Chromosomes’ active role
Initially working with the cells of fruit flies using powerful genetic tools and sophisticated microscopy, the research team discovered that chromosomes emit signals that influence the cortex of the cell to reinforce microtubule action. One of the key signals involved that the researchers identified acts via an enzyme complex – a phosphatase known as Sds22-PP1 – which is found at the kinetochores.
They also demonstrated that this signaling pathway acts in human cells. “Such evolutionary conservation from flies to humans is expected for processes as fundamental as cell division,” he explained.
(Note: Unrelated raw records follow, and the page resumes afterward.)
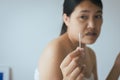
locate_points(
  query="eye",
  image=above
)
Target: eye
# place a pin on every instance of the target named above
(98, 16)
(83, 17)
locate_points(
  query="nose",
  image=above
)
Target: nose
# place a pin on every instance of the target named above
(91, 23)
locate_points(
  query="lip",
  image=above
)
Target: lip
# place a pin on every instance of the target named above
(91, 34)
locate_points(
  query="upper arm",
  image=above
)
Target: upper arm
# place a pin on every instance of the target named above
(49, 64)
(93, 56)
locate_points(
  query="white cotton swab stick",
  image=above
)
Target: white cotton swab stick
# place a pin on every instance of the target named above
(80, 38)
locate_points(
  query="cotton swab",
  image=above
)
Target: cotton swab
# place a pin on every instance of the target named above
(80, 39)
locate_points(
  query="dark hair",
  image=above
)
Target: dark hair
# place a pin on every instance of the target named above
(69, 6)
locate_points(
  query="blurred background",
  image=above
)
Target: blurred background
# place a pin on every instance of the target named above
(26, 26)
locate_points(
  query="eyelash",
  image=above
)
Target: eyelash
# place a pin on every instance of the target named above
(96, 17)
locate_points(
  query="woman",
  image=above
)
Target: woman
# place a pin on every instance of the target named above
(63, 58)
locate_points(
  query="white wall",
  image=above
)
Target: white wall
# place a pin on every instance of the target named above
(27, 26)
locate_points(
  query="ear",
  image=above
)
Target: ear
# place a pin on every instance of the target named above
(66, 19)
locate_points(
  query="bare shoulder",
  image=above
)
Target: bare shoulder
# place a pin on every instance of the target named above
(50, 60)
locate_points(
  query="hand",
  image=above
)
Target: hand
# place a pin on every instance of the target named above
(72, 66)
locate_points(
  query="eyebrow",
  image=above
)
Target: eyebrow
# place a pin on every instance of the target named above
(87, 11)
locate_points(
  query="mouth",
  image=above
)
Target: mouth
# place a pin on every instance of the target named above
(91, 34)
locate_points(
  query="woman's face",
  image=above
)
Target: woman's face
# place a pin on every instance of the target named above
(85, 19)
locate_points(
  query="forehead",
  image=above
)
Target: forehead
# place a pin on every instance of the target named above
(87, 7)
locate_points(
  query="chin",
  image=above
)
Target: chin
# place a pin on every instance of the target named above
(90, 41)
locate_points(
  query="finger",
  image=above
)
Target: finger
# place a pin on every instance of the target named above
(75, 73)
(80, 77)
(82, 71)
(77, 52)
(74, 63)
(69, 58)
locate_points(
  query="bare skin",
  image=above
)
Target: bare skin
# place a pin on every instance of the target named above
(62, 59)
(115, 71)
(57, 53)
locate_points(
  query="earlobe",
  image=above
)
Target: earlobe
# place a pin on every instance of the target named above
(66, 19)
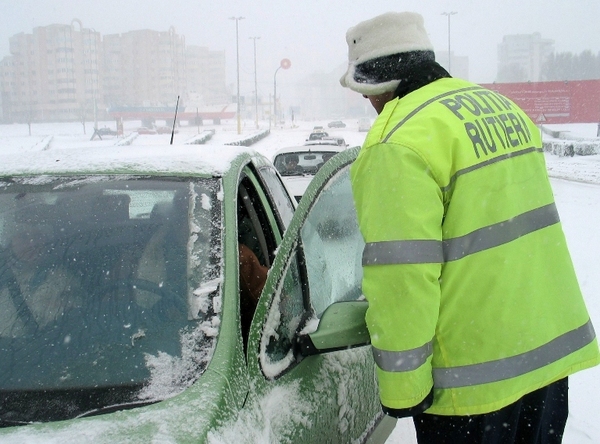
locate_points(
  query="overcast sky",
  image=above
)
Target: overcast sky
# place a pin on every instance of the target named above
(311, 33)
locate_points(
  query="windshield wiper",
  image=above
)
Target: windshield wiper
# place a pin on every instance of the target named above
(117, 407)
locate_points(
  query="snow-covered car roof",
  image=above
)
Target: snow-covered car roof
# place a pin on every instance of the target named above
(210, 160)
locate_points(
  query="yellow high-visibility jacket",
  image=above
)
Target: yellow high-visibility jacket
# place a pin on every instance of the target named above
(470, 284)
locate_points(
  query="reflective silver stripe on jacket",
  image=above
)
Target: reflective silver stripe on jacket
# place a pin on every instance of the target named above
(494, 371)
(487, 372)
(404, 361)
(432, 251)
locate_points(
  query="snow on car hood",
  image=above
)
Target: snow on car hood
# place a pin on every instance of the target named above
(197, 159)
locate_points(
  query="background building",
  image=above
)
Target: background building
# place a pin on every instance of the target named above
(205, 76)
(51, 74)
(69, 73)
(521, 57)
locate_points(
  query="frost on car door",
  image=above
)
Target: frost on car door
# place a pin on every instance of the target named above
(327, 397)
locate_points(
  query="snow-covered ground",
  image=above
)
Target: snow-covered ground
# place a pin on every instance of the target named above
(575, 180)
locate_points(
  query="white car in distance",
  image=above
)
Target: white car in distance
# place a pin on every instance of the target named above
(297, 165)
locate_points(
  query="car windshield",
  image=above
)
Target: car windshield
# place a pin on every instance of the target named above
(302, 162)
(95, 311)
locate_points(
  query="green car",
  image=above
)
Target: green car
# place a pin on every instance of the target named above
(121, 306)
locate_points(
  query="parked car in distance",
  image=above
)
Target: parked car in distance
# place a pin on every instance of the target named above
(336, 124)
(165, 130)
(298, 164)
(364, 124)
(146, 343)
(105, 131)
(145, 130)
(317, 135)
(329, 140)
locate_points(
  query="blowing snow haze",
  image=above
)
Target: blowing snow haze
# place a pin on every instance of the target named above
(311, 34)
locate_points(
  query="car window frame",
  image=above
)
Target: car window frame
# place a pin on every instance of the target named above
(291, 248)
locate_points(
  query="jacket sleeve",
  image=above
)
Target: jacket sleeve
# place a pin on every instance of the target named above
(400, 211)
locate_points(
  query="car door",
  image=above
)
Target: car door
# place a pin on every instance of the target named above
(324, 397)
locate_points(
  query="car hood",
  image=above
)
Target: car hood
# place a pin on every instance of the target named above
(186, 417)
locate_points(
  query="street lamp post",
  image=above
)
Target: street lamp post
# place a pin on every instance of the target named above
(285, 64)
(448, 14)
(255, 84)
(237, 49)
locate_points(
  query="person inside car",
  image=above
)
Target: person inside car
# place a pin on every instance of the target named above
(34, 290)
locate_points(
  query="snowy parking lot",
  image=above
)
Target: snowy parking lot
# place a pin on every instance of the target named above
(575, 180)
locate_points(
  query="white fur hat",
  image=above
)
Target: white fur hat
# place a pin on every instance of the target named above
(384, 35)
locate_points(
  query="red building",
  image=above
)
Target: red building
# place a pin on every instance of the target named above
(569, 101)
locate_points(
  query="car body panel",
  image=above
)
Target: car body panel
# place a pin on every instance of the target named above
(321, 398)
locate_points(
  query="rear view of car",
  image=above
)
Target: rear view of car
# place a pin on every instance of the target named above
(298, 165)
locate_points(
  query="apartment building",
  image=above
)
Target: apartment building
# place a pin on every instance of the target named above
(51, 74)
(69, 73)
(522, 56)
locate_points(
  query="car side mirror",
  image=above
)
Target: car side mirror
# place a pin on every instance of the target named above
(342, 326)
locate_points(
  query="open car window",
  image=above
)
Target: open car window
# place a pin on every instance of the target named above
(323, 267)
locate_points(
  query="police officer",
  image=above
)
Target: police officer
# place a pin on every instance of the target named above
(475, 313)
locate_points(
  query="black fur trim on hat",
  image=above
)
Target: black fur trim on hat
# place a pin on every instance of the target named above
(387, 68)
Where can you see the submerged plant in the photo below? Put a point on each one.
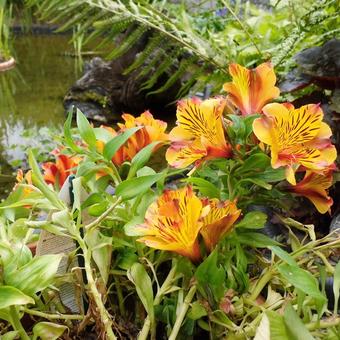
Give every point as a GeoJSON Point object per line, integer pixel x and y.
{"type": "Point", "coordinates": [171, 258]}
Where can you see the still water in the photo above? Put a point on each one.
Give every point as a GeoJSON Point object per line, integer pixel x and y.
{"type": "Point", "coordinates": [31, 94]}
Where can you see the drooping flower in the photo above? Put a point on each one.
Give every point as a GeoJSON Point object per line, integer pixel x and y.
{"type": "Point", "coordinates": [297, 137]}
{"type": "Point", "coordinates": [199, 135]}
{"type": "Point", "coordinates": [57, 173]}
{"type": "Point", "coordinates": [152, 130]}
{"type": "Point", "coordinates": [218, 222]}
{"type": "Point", "coordinates": [173, 223]}
{"type": "Point", "coordinates": [314, 187]}
{"type": "Point", "coordinates": [250, 90]}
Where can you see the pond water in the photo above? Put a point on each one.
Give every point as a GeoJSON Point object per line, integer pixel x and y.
{"type": "Point", "coordinates": [31, 94]}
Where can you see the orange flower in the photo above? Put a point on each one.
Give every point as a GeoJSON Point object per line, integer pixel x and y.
{"type": "Point", "coordinates": [173, 223]}
{"type": "Point", "coordinates": [250, 90]}
{"type": "Point", "coordinates": [199, 135]}
{"type": "Point", "coordinates": [297, 137]}
{"type": "Point", "coordinates": [57, 173]}
{"type": "Point", "coordinates": [218, 222]}
{"type": "Point", "coordinates": [153, 130]}
{"type": "Point", "coordinates": [314, 186]}
{"type": "Point", "coordinates": [24, 179]}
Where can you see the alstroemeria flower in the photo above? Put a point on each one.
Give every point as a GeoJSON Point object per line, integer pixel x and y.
{"type": "Point", "coordinates": [218, 222]}
{"type": "Point", "coordinates": [199, 135]}
{"type": "Point", "coordinates": [297, 137]}
{"type": "Point", "coordinates": [173, 223]}
{"type": "Point", "coordinates": [57, 173]}
{"type": "Point", "coordinates": [314, 187]}
{"type": "Point", "coordinates": [152, 130]}
{"type": "Point", "coordinates": [250, 90]}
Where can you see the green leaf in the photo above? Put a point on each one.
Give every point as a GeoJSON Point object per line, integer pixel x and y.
{"type": "Point", "coordinates": [141, 158]}
{"type": "Point", "coordinates": [132, 187]}
{"type": "Point", "coordinates": [85, 129]}
{"type": "Point", "coordinates": [11, 296]}
{"type": "Point", "coordinates": [67, 134]}
{"type": "Point", "coordinates": [253, 220]}
{"type": "Point", "coordinates": [302, 280]}
{"type": "Point", "coordinates": [36, 275]}
{"type": "Point", "coordinates": [336, 287]}
{"type": "Point", "coordinates": [197, 311]}
{"type": "Point", "coordinates": [295, 325]}
{"type": "Point", "coordinates": [115, 143]}
{"type": "Point", "coordinates": [10, 335]}
{"type": "Point", "coordinates": [48, 331]}
{"type": "Point", "coordinates": [211, 277]}
{"type": "Point", "coordinates": [138, 275]}
{"type": "Point", "coordinates": [205, 187]}
{"type": "Point", "coordinates": [283, 255]}
{"type": "Point", "coordinates": [255, 240]}
{"type": "Point", "coordinates": [255, 163]}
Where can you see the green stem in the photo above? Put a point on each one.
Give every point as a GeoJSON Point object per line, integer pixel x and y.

This is what makes fruit flies such a powerful system for helping us to understand human biology. "When chromosomes are segregated, they approach the membrane at the poles of the cell, and thanks to this enzyme’s actions, this contributes to the softening of the polar membrane, facilitating the elongation of the cell and the ensuing division that occurs at the equator.”
A new avenue of research
The discovery of this mechanism is a significant breakthrough in advancing knowledge about the cell division process. “We have been watching cells divide for more than 100 years, but we continue to seek to understand the molecular mechanisms involved. This is important because cell division is so central to life, and to certain diseases,” said Hickson, who has devoted the last 15 years of his research life to cell biology.
In fact, all cancers are characterised by unchecked cell division, and the underpinning processes are potential targets for therapeutic interventions that prevent cancer onset and spread. “But before we get there, we must continue to expand our knowledge about the basic processes and signals involved in normal cell division to understand how they can go awry, or how they can be exploited..Also different cell types in the body, and even in the same tissue, do not always divide in exactly the same way. For example, stem cells divide asymmetrically, while most other cells divide symmetrically, and we still do not understand these differences in molecular terms. With the help of robust and well-characterised genetic models, such as the fruit fly, we will get there. Ultimately, this could help the rational design of more specific therapies to inhibit the division of cancer cells, ideally without affecting the healthy cells that are dividing at the same time,” Hickson said.